Backing up a bit for land-oriented folk, a 'reach' is a direction of sail where the wind comes more-or-less from the side of the boat rather than forward or aft. A reach is fast and fun, without too much work: something the lazy sailor in all of us love. You can actually drink and sail a reach at the same time, no problem. In this neck of the ocean, the afternoon breeze usually builds, sometimes with some ferocity, from the Southwest, meaning you can spend all your afternoon hours reaching up and down Eggemoggin Reach, which, really, is not a bad way to be. One does need to keep a weather eye out because the wind can be gusty: a schooner was knocked down and sunk here in 1984.
As we tacked upwind (current in our favor this time - yea!) into Jericho Bay from Acadia, the lobster pots seemed a wee bit more manageable than our last two nightmares here. As the bugs thin out at the shallower depths, the lobstermen (lobsterwomen too, see Lobster Chronicles) "put the warp to 'em" and migrate the traps to deeper water.
Much to our annoyance, lobster folks are incredibly hard working, often at it well before dawn, hauling one trap after another, stinky bait, lobster prices too low, diesel prices too high, etc.
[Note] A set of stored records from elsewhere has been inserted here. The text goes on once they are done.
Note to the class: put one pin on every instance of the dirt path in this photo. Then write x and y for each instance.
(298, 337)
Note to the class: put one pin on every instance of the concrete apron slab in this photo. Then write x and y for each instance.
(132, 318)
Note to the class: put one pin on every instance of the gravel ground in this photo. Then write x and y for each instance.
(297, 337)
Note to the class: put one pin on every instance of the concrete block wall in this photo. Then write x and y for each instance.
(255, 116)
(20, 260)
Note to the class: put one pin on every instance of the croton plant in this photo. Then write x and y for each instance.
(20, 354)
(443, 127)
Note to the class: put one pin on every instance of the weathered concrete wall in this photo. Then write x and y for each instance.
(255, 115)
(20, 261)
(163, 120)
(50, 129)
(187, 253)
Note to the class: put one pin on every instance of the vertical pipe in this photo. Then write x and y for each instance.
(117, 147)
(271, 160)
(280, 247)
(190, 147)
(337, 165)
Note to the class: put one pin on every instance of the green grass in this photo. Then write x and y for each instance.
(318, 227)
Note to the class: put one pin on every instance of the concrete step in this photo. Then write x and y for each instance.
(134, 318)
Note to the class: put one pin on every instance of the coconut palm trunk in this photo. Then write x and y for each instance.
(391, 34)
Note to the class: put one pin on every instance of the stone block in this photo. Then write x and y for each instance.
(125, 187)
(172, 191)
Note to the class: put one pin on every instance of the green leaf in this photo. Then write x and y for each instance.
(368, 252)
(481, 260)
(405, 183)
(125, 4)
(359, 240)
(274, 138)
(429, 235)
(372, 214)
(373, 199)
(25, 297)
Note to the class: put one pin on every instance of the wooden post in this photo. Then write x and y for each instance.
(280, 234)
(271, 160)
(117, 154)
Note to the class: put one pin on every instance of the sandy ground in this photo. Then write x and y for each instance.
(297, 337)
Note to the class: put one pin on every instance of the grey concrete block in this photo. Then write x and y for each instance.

By and large lobster boats have a dry, unmuffled exhausts, so they sound like thunder miles away, much more across the dock. We try to learn how the work and stay out of the way. Each boat displays a buoy showing its color scheme. By matching up the buoys in the water with the one on the boat, we have a pretty good idea of where they are heading and try to stay out of the way. Sometimes we obviously hinder their darting about, but we've never been dressed down and we do, really, try to be good about it. That said, avoiding these snares is the biggest negative to sailing (for us) in this area.
To understand The Reach, you have to go back a bit, perhaps to E.B. White. White, and his descendants, hale from Brooklin, just off The Reach. Charlotte's Web emerged from his experiences here and a local fair. His son Joel became a well regarded yacht designer and established the Brooklin Boat Yard, on The Reach near Center Harbor, as arguably the finest wooden boat yard in the World.
Many classics call this part of the world home: from schooners and yawls to Herreshoff 12 1/2s and whitehalls. These are the boats, all in wood, we see as we sail up The Reach from Jericho Bay.
Alizée is modern wood, not classic in any sense, but she seems at home here as well. The 10-15 kt. wind suits her and she kicks up her heels. Some fast day sailors come out to challenge, but none can catch us. Not today. Not here. Not in this wind. (Good thing that J 105 that blew by us the other day wasn't around.)
There was a stranger in this land that time forgot (to mix and match titles), complete with personal helicopter. Fortunately, they were quickly gone and we could get back to schooners.
As we pass the eastern section of The Reach the lobster pots thin out and we can relax and enjoy the sailing to its fullest at its finest. Almost too soon, we find ourselves at the end of The Reach at Buck's Harbor, our stop for the night.
Quaint and very Maine, Buck's is. A nice treat is the absence of lobster boats. Maybe, just maybe, we can sleep in until sunrise tomorrow. Hmmm.